The PROMETHEE method employs the outranking principles to rank the alternatives, combined with ease of use and decreased complexity. The method uses the preference function $P_j\left(a_i,a_k\right)$, which is a function of the distance $d_j$ between alternative ${\mathrm{a}}_{\mathrm{i}}$ and ${\mathrm{a}}_{\mathrm{k}}$ regarding criterion j. Six basic types are proposed in order to facilitate the selection of a specific preference function, as follows [50].

(1) General criterion

$$P_j\left(a_i,a_k\right)=\{\begin{array}{ll}0,& d_j\left(a_i,a_k\right)\le 0\\ 1,& d_j\left(a_i,a_k\right)>0\end{array}$$

(3)

(2) U-shaped criterion

$$P_j\left(a_i,a_k\right)=\{\begin{array}{ll}0,& d_j\left(a_i,a_k\right)\le \upsilon \\ 1,& d_j\left(a_i,a_k\right)>\upsilon \end{array}$$

(4)

(3) Linear criterion

$$P_j\left(a_i,a_k\right)=\{\begin{array}{cc}0,& d_j\left(a_i,a_k\right)\le 0\\ \frac{d_j\left(a_i,a_k\right)}{\upsilon },& 0<d_j\left(a_i,a_k\right)\le \upsilon \\ 1,& d_j\left(a_i,a_k\right)>0\end{array}$$

(5)

(4) Multi-level criterion

$$P_j\left(a_i,a_k\right)=\{\begin{array}{ll}0,& d_j\left(a_i,a_k\right)\le \upsilon \\ \frac{1}{2},& \upsilon <d_j\left(a_i,a_k\right)\le \omega \\ 1,& d_j\left(a_i,a_k\right)>\omega \end{array}$$

(6)

(5) Linear indifference interval criterion

$$P_j\left(a_i,a_k\right)=\{\begin{array}{cc}0,& d_j\left(a_i,a_k\right)\le \upsilon \hfill \\ \frac{d_j\left(a_i,a_k\right)-\omega }{\omega -\upsilon },& \upsilon <d_j\left(a_i,a_k\right)\le \omega \hfill \\ 1,& d_j\left(a_i,a_k\right)>\omega \hfill \end{array}$$

(7)

(6) Gaussian criterion

$$P_j\left(a_i,a_k\right)=\{\begin{array}{cc}0,& d_j\left(a_i,a_k\right)\le 0\hfill \\ 1-e^{- \frac{d_j^2\left(a_i,a_k\right)}{2{\sigma }^2}},& d_j\left(a_i,a_k\right)>0\hfill \end{array}$$

(8)

No matter which type of the preference function is selected, $d\left(a_i,a_k\right)=f\left(a_i\right)-f\left(a_k\right)$ should be calculated first, where $f\left(a_i\right)$ and $f\left(a_k\right)$ are the evaluation of two alternatives on criterion j.

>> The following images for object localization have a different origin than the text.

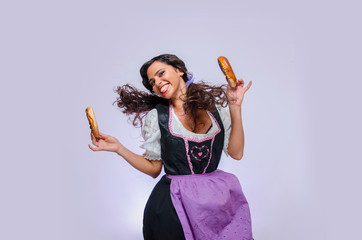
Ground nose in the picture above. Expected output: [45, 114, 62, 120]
[154, 77, 163, 87]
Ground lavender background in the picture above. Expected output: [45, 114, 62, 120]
[1, 0, 361, 239]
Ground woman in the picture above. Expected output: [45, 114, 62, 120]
[88, 54, 253, 240]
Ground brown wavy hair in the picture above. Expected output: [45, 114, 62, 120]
[114, 54, 228, 129]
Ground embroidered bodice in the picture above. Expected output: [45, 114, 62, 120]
[140, 104, 231, 161]
[141, 102, 231, 175]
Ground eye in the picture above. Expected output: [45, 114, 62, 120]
[158, 71, 165, 77]
[149, 79, 155, 86]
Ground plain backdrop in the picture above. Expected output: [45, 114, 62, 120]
[1, 0, 361, 239]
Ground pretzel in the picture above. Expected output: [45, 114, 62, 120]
[86, 106, 100, 138]
[217, 56, 237, 87]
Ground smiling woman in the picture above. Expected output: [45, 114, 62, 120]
[88, 54, 253, 240]
[116, 54, 228, 131]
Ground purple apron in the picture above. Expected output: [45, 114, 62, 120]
[167, 170, 252, 240]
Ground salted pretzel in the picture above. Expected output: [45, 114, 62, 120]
[86, 106, 100, 138]
[217, 56, 237, 88]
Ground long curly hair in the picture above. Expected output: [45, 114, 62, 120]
[114, 54, 228, 130]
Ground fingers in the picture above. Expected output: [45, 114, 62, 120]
[237, 78, 244, 86]
[89, 132, 107, 152]
[88, 144, 101, 151]
[90, 132, 102, 148]
[245, 80, 252, 91]
[88, 144, 95, 151]
[90, 132, 96, 142]
[236, 78, 252, 91]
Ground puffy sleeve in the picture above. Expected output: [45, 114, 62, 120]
[140, 109, 162, 160]
[216, 105, 231, 155]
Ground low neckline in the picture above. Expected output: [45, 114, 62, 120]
[170, 104, 215, 136]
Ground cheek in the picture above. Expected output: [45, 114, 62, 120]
[152, 85, 159, 93]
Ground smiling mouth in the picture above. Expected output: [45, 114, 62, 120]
[159, 83, 169, 95]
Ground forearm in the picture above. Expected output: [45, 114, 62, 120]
[116, 144, 162, 178]
[227, 105, 245, 160]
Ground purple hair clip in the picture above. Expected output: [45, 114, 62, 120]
[186, 75, 195, 88]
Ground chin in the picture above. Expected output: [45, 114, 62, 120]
[159, 93, 171, 99]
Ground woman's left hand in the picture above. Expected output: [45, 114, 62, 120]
[226, 78, 252, 106]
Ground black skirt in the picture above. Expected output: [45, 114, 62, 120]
[143, 175, 185, 240]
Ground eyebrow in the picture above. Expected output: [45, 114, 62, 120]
[149, 68, 164, 82]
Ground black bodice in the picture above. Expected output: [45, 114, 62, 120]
[156, 102, 225, 175]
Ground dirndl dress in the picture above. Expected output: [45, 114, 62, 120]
[142, 102, 253, 240]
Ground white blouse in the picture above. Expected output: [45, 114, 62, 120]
[140, 105, 232, 160]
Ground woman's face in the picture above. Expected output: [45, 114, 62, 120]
[147, 61, 186, 99]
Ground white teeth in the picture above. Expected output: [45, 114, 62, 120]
[160, 84, 169, 94]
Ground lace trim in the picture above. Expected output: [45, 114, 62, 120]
[143, 153, 162, 161]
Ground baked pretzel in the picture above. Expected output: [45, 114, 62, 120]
[217, 56, 237, 88]
[86, 106, 100, 138]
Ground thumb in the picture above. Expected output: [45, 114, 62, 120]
[98, 132, 107, 139]
[245, 80, 252, 91]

The values of the multi-attribute preference index H can be determined according to the weight of the attributes after obtaining the preference values between alternatives. The closer the value of H is to one, the better the superiority of the alternative $a_i$.

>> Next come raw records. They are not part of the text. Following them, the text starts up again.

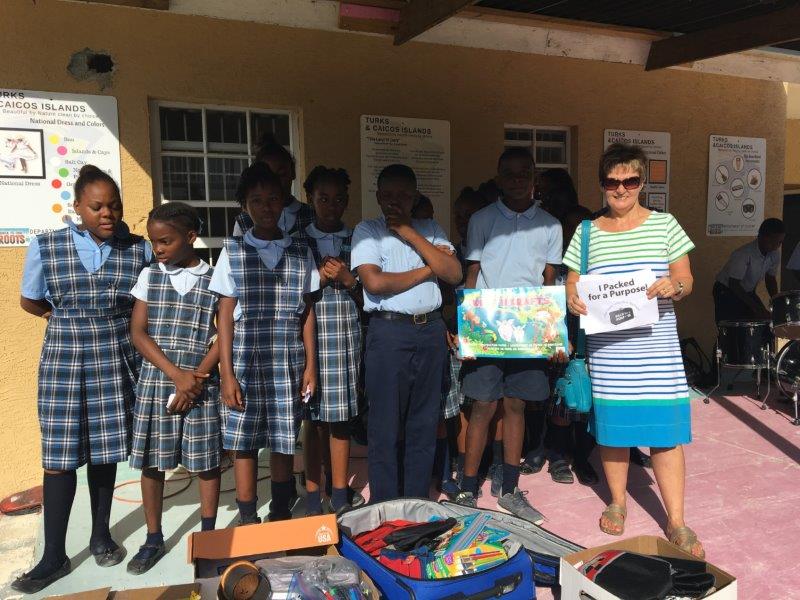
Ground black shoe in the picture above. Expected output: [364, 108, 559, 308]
[306, 503, 324, 516]
[267, 506, 293, 522]
[520, 451, 546, 475]
[335, 502, 356, 517]
[488, 464, 504, 498]
[11, 558, 71, 594]
[93, 544, 126, 567]
[453, 491, 477, 508]
[573, 461, 600, 486]
[439, 479, 461, 501]
[126, 543, 166, 575]
[348, 487, 366, 508]
[548, 459, 575, 484]
[630, 448, 652, 469]
[236, 513, 262, 526]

$$H\left(L_i\left(p\right),L_k\left(p\right)\right)={\displaystyle {\sum }_{j=1}^n}{\omega }_j\times P_j\left(L_i\left(p\right),L_k\left(p\right)\right)$$

(9)

The preference index is used to compute the leaving flow:

$${\phi }^{+}\left(L_i\left(p\right)\right)={\displaystyle {\sum }_{k=1}^m}H\left(L_i\left(p\right),L_k\left(p\right)\right)={\displaystyle {\sum }_{j=1}^n}{\omega }_j\times P_j\left(L_i\left(p\right),L_k\left(p\right)\right)$$

(10)

Entering flow:

$${\phi }^{-}\left(L_i\left(p\right)\right)={\displaystyle {\sum }_{k=1}^m}H\left(L_k\left(p\right),L_i\left(p\right)\right)={\displaystyle {\sum }_{j=1}^n}{\omega }_j\times P_j\left(L_k\left(p\right),L_i\left(p\right)\right)$$

(11)

And net flow:

$$\phi \left(L_i\left(p\right)\right)={\phi }^{+}\left(L_i\left(p\right)\right)-{\phi }^{-}\left(L_i\left(p\right)\right)$$

(12)

The leaving flow represents the dominant position of an alternative relative to other alternatives. It is a measure of the outranking character. The entering flow is a measure of an outranked character. The net flow can be obtained by leaving flow minus entering flow. Finally, the larger the value of net flow, the higher the ranking of the alternative [51].

2.4. Weight of Attributes

When considering that the variation of attribute weights might influence the final ranking of alternatives [52], it is necessary to develop a new method for determining attribute weights based on the maximizing deviation method [53].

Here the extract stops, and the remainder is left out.